[patch] sched: Fix smp nice induced group scheduling load distribution woes

From: Mike Galbraith
Date: Wed Apr 27 2016 - 03:09:59 EST


On Mon, 2016-04-25 at 11:18 +0200, Mike Galbraith wrote:
> On Sun, 2016-04-24 at 09:05 +0200, Mike Galbraith wrote:
> > On Sat, 2016-04-23 at 18:38 -0700, Brendan Gregg wrote:
> >
> > > The bugs they found seem real, and their analysis is great
> > > (although
> > > using visualizations to find and fix scheduler bugs isn't new),
> > > and it
> > > would be good to see these fixed. However, it would also be
> > > useful to
> > > double check how widespread these issues really are. I suspect
> > > many on
> > > this list can test these patches in different environments.
> >
> > Part of it sounded to me very much like they're meeting and
> > "fixing"
> > SMP group fairness...
>
> Ew, NUMA boxen look like they could use a hug or two. Add a group of
> one hog to compete with a box wide kbuild, ~lose a node.

sched: Fix smp nice induced group scheduling load distribution woes

On even a modest sized NUMA box any load that wants to scale
is essentially reduced to SCHED_IDLE class by smp nice scaling.
Limit niceness to prevent cramming a box wide load into a too
small space. Given niceness affects latency, give the user the
option to completely disable box wide group fairness as well.

time make -j192 modules on a 4 node NUMA box..

Before:
root cgroup
real 1m6.987s 1.00

cgroup vs 1 groups of 1 hog
real 1m20.871s 1.20

cgroup vs 2 groups of 1 hog
real 1m48.803s 1.62

Each single task group receives a ~full socket because the kbuild
has become an essentially massless object that fits in practically
no space at all.
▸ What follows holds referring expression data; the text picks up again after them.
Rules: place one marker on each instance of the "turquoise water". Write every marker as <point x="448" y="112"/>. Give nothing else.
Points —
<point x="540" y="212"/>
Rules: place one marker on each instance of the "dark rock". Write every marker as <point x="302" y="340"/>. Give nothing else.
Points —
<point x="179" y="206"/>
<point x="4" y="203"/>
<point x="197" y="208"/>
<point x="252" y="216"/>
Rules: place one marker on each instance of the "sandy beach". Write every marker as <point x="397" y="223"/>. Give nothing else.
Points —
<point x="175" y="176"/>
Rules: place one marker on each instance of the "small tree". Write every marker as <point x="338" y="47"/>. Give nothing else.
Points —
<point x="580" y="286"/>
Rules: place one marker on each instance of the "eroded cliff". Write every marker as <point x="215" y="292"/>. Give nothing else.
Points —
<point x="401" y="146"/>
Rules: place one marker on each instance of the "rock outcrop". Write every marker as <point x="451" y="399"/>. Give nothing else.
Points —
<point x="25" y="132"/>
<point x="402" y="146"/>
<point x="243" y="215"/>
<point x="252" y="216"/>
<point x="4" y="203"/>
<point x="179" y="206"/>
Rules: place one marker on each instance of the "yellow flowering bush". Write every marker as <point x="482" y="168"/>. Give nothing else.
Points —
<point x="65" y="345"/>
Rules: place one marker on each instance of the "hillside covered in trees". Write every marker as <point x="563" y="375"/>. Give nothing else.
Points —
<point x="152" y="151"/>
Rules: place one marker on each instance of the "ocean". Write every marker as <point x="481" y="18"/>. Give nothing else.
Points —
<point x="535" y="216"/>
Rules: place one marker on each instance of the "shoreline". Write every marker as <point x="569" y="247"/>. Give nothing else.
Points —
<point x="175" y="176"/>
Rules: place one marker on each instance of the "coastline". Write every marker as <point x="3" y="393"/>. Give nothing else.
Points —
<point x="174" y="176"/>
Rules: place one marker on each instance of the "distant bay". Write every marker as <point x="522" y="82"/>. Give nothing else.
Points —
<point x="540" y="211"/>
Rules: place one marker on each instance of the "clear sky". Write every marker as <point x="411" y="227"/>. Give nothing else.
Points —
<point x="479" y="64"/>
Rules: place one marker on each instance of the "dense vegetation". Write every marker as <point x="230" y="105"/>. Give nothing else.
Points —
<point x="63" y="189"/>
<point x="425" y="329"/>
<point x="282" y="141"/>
Near perfect math led directly to far from good
scaling/performance, a "Perfect is the enemy of good" poster child.

After "Let's just be nice enough instead" adjustment, single task
groups continued to sustain >99% utilization while competing with
the box sized kbuild.

cgroup vs 2 groups of 1 hog
real 1m8.151s 1.01 192/190=1.01

Good enough works better.. nearly perfectly in this case.

Signed-off-by: Mike Galbraith <umgwanakikbuit@xxxxxxxxx>
---
kernel/sched/fair.c | 22 ++++++++++++++++++----
kernel/sched/features.h | 3 +++
2 files changed, 21 insertions(+), 4 deletions(-)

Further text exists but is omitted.